The Chinese state propaganda newspaper Global Times reported that seven locations in the country had reported coronavirus “flare-ups” this week, blaming them all on a tour group of elderly Chinese citizens. The mayor of Moscow announced enhanced restrictions in the city, including ordering work-from-home policies and mandatory vaccinations for some employees, on Tuesday as a result of a case rise in the country centered in Moscow.
The W.H.O. described the global coronavirus scenario as having “stabilized” this week and called the drop in documented coronavirus cases, and the two-percent decrease in deaths, “similar numbers as those reported last week.” It noted that Europe, the region the W.H.O. classifies Russia as part of, was the only region of the world reporting an increase in cases. The Western Pacific, the region China belongs to, documented an overall 17-percent drop in cases this week, second only to Africa. The Americas reported a 14-percent decline in confirmed cases. The Western Pacific did document a modest one-percent increase in deaths, a statistic that usually lags behind the case count.
Russia’s anti-coronavirus crisis center reported 34,073 new coronavirus cases on Wednesday, the Russian news agency Tass reported. Both cases and deaths increased in the 24-hour period documented. Moscow and St. Petersburg documented the most new cases, likely a product of simply being the largest cities in the country.
The day before, Moscow Mayor Sergei Sobyanin wrote in a blog post that the number of “serious and very serious cases” had doubled in the city’s hospitals.
“The number of people taken to hospitals with serious forms of the disease grows every day,” he said, according to Tass. “Whereas at the end of summer some 400-500 patients were taken to hospitals a day, today, the daily tally is 1,200-1,500. The number of patients in serious and severe condition has doubled.” The number of new cases generally quadrupled between August and October, he asserted.
In response, Sobyanin issued a stay-at-home order for the capital’s elderly population for at least four months and announced the city would force service workers to take a coronavirus vaccine to keep their jobs as of October 25. The city would implement the mandate, he reportedly explained, through businesses – rather than fining individuals, cities would require an 80-percent vaccination rate for service sector businesses by December 1 for the first dose of the two-dose vaccines available in Russia.
“Mayor Sergei Sobyanin ordered employers to send at least 30% of their staff to work from home for the next four months between Oct. 25 and Feb. 25, 2022,” the Moscow Times reported. “Vaccinated employees and those who had recovered from [Chinese coronavirus] recently, in addition to medical and critical workers, will be exempt from the work-from-home requirements.”
“I’m well aware of how tedious and uncomfortable the current restrictions are, but there’s simply no other way to protect you from serious illness,” Sobyanin reportedly wrote, as translated by the Times. “Please get vaccinated.
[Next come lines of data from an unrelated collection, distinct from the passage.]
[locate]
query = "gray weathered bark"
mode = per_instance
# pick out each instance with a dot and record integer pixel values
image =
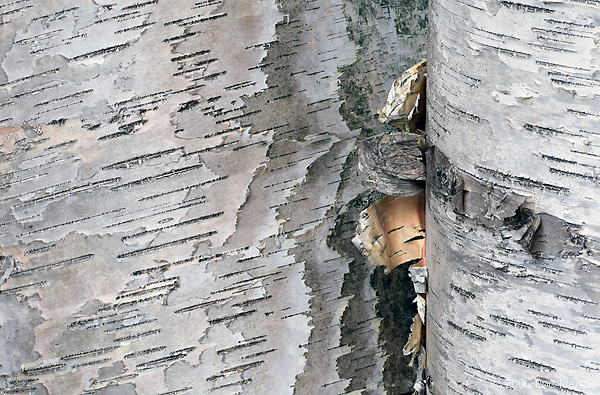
(512, 225)
(179, 191)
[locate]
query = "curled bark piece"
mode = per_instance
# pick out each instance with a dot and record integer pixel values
(406, 99)
(418, 274)
(394, 163)
(413, 344)
(392, 231)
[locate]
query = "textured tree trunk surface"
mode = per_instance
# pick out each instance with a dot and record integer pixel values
(512, 225)
(179, 191)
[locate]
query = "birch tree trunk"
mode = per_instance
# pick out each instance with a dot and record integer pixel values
(512, 224)
(178, 192)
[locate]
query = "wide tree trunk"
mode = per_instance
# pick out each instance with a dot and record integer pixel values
(179, 191)
(512, 224)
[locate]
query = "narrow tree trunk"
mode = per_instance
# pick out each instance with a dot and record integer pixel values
(512, 247)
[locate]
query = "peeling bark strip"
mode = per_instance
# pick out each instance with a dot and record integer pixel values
(164, 210)
(392, 231)
(513, 199)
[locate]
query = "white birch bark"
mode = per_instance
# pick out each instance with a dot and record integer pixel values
(512, 225)
(171, 174)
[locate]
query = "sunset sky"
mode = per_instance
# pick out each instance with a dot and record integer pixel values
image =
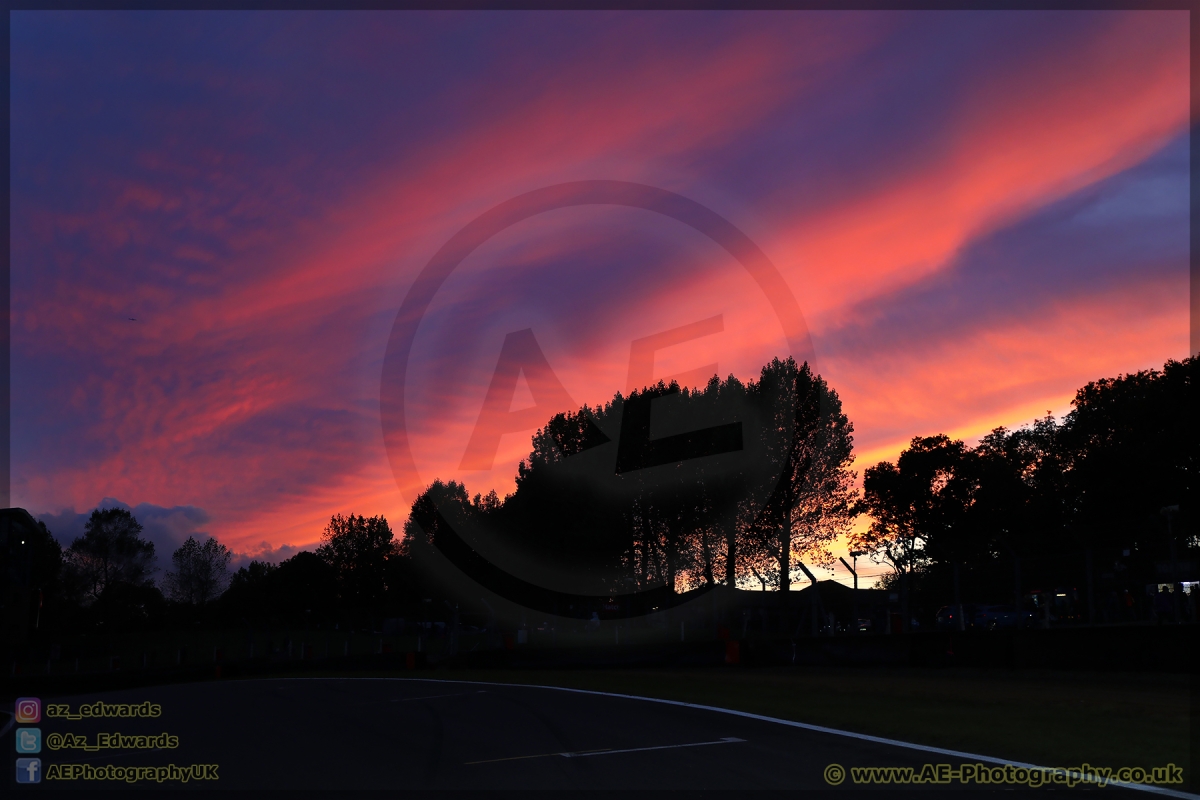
(216, 216)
That’s how you will protect your health and be able to maintain your usual lifestyle.”
China, which has struggled with some of the world’s lowest vaccination rates in the developed world due to its history of producing poor-quality vaccine products, claims it has yet to reintroduce lockdown or other restrictive measures on a grand scale. The Global Times noted, however, that seven locations nationwide had documented what it referred to as “flare-ups” and blamed a group of elderly Chinese tourists. Despite the alleged spreaders being from Shanghai, the Global Times later claimed that the virus must have come from abroad as the Communist Party was too efficient at containing domestic cases – a claim rebuffed by the fact that China’s handling of the original outbreak in Wuhan in November 2019 caused the pandemic.
The outbreaks have – most alarmingly for the Communist Party elite – affected several Beijing neighborhoods. Local communist officials have locked down at least two streets so far in the capital city.
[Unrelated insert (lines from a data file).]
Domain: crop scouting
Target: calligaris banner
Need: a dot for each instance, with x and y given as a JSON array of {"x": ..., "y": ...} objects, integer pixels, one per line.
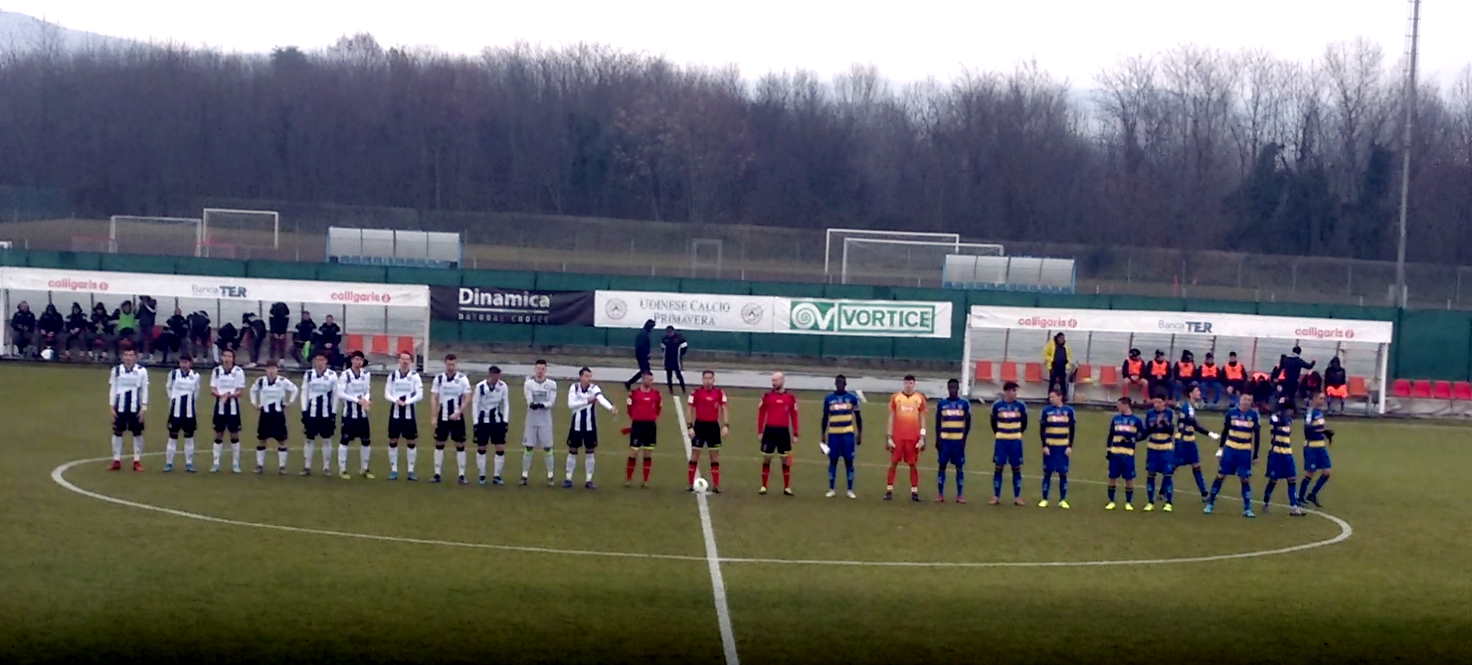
[
  {"x": 773, "y": 314},
  {"x": 1182, "y": 324}
]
“Two streets in Beijing’s Fengtai district are under closed management, and people from outside are advised not to visit the two streets,” the Global Times relayed. “Fengtai district government said at a press conference Tuesday that the district will increase the frequency of disinfection in public venues, limit the number of visitors in indoor venues and restaurant opening times.”
The state newspaper attempted to trace the origin of the current outbreak to somewhere beyond Shanghai: ports in Inner Mongolia, over 1,000 miles away. The Party temporarily shut down ports in the northern region over alleged concerns that the individuals believed to have caused the outbreaks may have been infected by touching contaminated surfaces on items shipped from overseas. A Chinese, Party-approved “experts” claimed in the Times article that “the virus on goods could easily spread to personnel who come into physical contact with contaminated goods accidentally or who fail to wear masks properly.”
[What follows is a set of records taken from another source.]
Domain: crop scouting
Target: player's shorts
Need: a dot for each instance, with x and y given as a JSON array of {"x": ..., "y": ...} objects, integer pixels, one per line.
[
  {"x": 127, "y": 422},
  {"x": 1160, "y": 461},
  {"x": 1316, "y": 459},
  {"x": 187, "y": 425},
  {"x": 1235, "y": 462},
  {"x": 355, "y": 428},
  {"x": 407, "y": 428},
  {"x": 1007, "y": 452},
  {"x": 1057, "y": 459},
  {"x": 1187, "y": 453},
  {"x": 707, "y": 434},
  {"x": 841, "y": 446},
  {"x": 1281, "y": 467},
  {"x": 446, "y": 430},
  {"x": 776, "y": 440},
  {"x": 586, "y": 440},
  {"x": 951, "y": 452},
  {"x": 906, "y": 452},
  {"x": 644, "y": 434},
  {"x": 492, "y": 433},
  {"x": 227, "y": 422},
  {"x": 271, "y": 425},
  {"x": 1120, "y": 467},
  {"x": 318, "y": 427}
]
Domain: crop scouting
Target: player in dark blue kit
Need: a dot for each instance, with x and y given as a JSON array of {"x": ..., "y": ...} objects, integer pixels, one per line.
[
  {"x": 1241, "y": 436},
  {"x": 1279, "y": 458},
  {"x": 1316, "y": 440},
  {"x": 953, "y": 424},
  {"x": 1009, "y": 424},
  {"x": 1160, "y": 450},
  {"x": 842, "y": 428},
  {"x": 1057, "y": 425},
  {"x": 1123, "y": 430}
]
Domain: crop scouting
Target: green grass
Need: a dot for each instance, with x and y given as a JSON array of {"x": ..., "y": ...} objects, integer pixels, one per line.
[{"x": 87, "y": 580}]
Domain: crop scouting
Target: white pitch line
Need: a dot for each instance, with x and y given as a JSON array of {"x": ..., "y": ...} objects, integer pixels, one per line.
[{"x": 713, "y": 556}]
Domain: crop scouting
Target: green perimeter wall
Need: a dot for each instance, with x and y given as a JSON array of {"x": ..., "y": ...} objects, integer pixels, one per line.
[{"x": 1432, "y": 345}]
In reality, multiple major studies suggest that this is not the case.
“Studies and investigations of outbreaks all point to the majority of transmissions occurring as a result of infected people spewing out large droplets and small particles called aerosols when they cough, talk or breathe,” Nature noted in January. “These can be directly inhaled by people close by. Surface transmission, although possible, is not thought to be a significant risk.”